CSL7390: Social Network Analysis (Spring 2024)

Offered in Fall 2024 Semester for Diploma

Credits

3-0-0

Slot

Sat 9:45AM - 11:15AM & 6:00PM - 7:30PM)

Syllabus

The course will cover the topics listed here. SNA Introduction, Graph Recap: Graph Introduction, Adjacency Matrix, Paths, Connectivity, Incidence Matrix, Distance, Breadth-First-Search, Directed Graph, Weighted Graphs etc.
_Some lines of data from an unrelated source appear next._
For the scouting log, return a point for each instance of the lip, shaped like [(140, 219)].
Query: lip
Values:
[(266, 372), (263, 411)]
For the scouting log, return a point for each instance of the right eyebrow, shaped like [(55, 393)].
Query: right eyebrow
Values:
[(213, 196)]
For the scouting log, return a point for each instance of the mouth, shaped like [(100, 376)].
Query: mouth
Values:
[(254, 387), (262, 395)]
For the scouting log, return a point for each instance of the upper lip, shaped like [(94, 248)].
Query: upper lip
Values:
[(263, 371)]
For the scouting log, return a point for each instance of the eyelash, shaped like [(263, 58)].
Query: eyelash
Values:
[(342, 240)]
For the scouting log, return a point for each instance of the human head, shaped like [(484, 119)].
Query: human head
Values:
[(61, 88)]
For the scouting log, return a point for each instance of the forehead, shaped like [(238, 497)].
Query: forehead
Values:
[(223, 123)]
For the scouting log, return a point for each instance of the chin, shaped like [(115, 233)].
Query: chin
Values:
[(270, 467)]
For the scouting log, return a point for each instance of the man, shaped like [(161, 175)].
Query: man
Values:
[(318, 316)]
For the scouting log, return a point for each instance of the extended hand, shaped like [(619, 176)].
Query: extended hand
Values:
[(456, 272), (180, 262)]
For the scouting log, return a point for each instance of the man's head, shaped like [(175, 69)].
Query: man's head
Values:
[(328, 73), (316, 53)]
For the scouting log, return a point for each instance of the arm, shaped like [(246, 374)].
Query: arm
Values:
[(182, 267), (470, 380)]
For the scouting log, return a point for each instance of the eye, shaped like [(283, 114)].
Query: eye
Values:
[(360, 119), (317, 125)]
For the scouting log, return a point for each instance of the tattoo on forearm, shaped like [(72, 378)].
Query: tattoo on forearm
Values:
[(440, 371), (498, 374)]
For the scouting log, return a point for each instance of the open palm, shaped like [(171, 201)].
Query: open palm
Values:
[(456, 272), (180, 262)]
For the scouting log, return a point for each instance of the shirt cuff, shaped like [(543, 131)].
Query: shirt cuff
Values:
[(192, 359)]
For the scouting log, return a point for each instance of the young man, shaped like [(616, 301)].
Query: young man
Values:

Network Measures, Centrality, Strong and Weak Ties, Cliques, Component, Structural Balance, Network Models: Random Networks, Scale-Free Networks, Barabási-Albert Model, Fuzzy-Granular Social Network, Generating Network Data

Game Theory and Network Traffic Modeling, Information Cascade, Epidemic spread modeling, Small-World, Community Detection Problem, Link Prediction Problem, Evolving Network and Temporal Network

Python Coding with NetworkX

Learning Materials

Textbook

  • Networks, Crowds, and Markets: Reasoning About a Highly Connected World, by David Easley and Jon Kleinberg, (Cambridge University Press - Sep 2010) - Prepublication draft available online. http://www.cs.cornell.edu/home/kleinber/networks-book/
  • Network Science, by Albert-Laszlo Barabasi, (Cambridge University Press - August 2016) freely available under the Creative Commons licence. http://www.networksciencebook.com/
  • Networks, by Mark Newman, (Oxford University Press, 2nd-edition - Sep 2018)

Reference Books

  • Complex and Adaptive Dynamical Systems, by Claudius Gros, (Springer, 4th Edition - 2015).
  • The Structure of Complex Networks Theory and Applications, by Ernesto Estrada, (Oxford University Press - Dec 2011).
  • Exploratory Social Network Analysis with Pajek, by Wouter de Nooy, Andrej Mrvar, and Vladimir Batagelj, (Cambridge University Press, 3rd Edition - July 2018)

Self Learning Material

Grading Policy
Quizzes (LMS) Assignments Hands On Exam
10% 30% 10%
Offline Quiz Major
10% 40%

Quizzes (LMS)

There will be quizzes in the LMS for each modules. The quizzes will be gamified. Note that you may run many attempts but only the first attempts will be counted for the grading.

Assigments

There will be 3 assignments mixed of coding/paper reading/analytical.Best two of three will be counted towards grading.

Hands on Exam

During campus immersion, you will required to attempt one lab/hands on exam. The exam will be time bounded but open book.

Offline Quiz

During campus immersion, you will required to attempt one 30min quiz with pen and paper.

Major

Major exam will carry 40% of your grading. The questions will be mixed of objective and subjective.

Plagiarism tolerance

Plagiarism tolerance is 7% from single source and 15% cumulative, anything more will reduce your marks as follows:

  • Any logical/conceptual/formulation plagiarism: zero marks
  • Other form of plagiarism (above 50%): zero marks
  • Otherwise: Percentage of plagiarism will be deducted from the obtained mark

These policy will apply for any assignments, hands on and practical work. Copying from friends and internet both treated similarly.